Homogeneous Clusters
vSphere Fault Tolerance can function in clusters with nonuniform hosts, but it works best in clusters with compatible nodes. When constructing your cluster, all hosts should have the following configuration:
- Common access to datastores used by the virtual machines.
- The same virtual machine network configuration.
- The same BIOS settings (power management and hyperthreading) for all hosts.
Performance
To increase the bandwidth available for the logging traffic between Primary and Secondary VMs use a 10Gbit NIC, and enable the use of jumbo frames.
Store ISOs on Shared Storage for Continuous Access
Store ISOs that are accessed by virtual machines with Fault Tolerance enabled on shared storage that is accessible to both instances of the fault tolerant virtual machine. If you use this configuration, the CD-ROM in the virtual machine continues operating normally, even when a failover occurs.
Avoid Network Partitions
A network partition occurs when a vSphere HA cluster has a management network failure that isolates some of the hosts from vCenter Server and from one another. See Network Partitions. When a partition occurs, Fault Tolerance protection might be degraded.
In a partitioned vSphere HA cluster using Fault Tolerance, the Primary VM (or its Secondary VM) could end up in a partition managed by a primary host that is not responsible for the virtual machine. When a failover is needed, a Secondary VM is restarted only if the Primary VM was in a partition managed by the primary host responsible for it.
To ensure that your management network is less likely to have a failure that leads to a network partition, follow the recommendations in Best Practices for Networking.
Using vSAN Datastores
vSphere Fault Tolerance can use vSAN datastores, but you must observe the following restrictions:
- A mix of vSAN and other types of datastores is not supported for both Primary VMs and Secondary VMs.

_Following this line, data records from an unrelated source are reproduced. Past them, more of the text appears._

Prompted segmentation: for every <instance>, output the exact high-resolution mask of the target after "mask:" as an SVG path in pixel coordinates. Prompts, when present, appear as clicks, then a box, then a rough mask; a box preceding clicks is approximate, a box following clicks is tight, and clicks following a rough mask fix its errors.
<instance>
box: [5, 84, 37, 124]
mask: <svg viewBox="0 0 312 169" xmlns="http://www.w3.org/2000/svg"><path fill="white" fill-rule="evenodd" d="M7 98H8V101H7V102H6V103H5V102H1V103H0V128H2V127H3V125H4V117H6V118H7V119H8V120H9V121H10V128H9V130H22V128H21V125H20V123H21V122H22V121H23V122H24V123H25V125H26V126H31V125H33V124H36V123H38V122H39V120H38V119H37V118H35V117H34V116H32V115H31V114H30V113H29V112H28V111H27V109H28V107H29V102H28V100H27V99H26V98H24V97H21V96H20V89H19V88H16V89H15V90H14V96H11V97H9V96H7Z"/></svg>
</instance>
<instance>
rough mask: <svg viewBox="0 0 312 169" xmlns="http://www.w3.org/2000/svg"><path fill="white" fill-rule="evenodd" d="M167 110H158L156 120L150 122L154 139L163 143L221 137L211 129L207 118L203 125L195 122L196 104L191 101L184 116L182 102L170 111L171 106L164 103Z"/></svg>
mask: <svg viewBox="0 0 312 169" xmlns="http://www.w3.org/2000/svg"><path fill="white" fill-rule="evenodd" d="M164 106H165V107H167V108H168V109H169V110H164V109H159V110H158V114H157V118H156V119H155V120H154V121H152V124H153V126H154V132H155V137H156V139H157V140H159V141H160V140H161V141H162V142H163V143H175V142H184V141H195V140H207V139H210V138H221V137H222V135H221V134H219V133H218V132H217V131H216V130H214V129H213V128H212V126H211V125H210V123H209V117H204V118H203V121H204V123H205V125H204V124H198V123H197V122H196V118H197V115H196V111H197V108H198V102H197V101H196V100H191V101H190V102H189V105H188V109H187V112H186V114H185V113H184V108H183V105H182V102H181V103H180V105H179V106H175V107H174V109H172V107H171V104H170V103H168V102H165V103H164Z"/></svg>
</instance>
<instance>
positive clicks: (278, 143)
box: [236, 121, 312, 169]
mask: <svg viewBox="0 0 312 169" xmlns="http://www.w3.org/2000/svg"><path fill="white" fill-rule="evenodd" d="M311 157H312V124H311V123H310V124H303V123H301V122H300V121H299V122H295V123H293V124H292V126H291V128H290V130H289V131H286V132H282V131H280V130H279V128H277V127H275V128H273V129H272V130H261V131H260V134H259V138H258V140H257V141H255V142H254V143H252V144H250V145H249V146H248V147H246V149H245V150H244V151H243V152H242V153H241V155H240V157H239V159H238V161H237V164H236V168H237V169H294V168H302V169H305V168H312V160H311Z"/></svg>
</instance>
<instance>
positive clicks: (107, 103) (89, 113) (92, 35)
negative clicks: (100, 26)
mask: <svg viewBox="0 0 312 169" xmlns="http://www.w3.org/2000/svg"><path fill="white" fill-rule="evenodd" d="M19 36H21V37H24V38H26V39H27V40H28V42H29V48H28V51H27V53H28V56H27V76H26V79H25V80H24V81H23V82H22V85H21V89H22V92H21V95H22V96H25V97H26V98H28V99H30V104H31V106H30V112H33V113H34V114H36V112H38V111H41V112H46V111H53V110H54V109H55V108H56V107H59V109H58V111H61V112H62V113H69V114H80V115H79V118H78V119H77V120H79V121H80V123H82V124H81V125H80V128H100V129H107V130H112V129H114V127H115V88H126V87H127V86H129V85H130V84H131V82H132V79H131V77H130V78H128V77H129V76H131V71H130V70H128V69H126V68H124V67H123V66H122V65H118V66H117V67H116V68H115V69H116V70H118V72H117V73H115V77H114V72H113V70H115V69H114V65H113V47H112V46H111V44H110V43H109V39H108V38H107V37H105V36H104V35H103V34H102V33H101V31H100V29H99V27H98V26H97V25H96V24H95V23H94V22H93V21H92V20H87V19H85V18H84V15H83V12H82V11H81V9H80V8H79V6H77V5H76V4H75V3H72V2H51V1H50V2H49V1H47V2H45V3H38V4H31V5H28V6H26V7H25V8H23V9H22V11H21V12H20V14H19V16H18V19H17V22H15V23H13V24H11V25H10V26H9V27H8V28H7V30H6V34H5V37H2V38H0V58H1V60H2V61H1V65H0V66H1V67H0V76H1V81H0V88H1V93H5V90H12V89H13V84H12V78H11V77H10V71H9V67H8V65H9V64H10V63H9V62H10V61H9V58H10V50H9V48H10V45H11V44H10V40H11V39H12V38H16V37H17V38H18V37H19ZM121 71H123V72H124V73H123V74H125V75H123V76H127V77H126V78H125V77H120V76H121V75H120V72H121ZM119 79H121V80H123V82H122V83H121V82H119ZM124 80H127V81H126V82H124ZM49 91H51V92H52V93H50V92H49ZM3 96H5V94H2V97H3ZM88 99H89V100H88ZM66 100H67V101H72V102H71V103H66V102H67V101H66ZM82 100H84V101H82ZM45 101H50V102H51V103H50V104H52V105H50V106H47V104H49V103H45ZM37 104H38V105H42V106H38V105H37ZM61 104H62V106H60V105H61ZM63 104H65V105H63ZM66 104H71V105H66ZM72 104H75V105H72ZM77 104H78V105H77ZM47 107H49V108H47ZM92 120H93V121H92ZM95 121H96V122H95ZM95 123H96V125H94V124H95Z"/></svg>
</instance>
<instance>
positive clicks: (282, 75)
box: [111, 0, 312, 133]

- vSAN metro clusters are not supported with FT.
To increase performance and reliability when using FT with vSAN, the following conditions are also recommended.
- vSAN and FT should use separate networks.
- Keep Primary and Secondary VMs in separate vSAN fault domains.
Conclusion
Using FT as part of you infrastructure architecture requires planning for it. You should be aware of the limitations the solution provides. There are far less limitations on vSphere 7, so the product keeps improving. To reduce VMware complexity application load balancing can be used instead.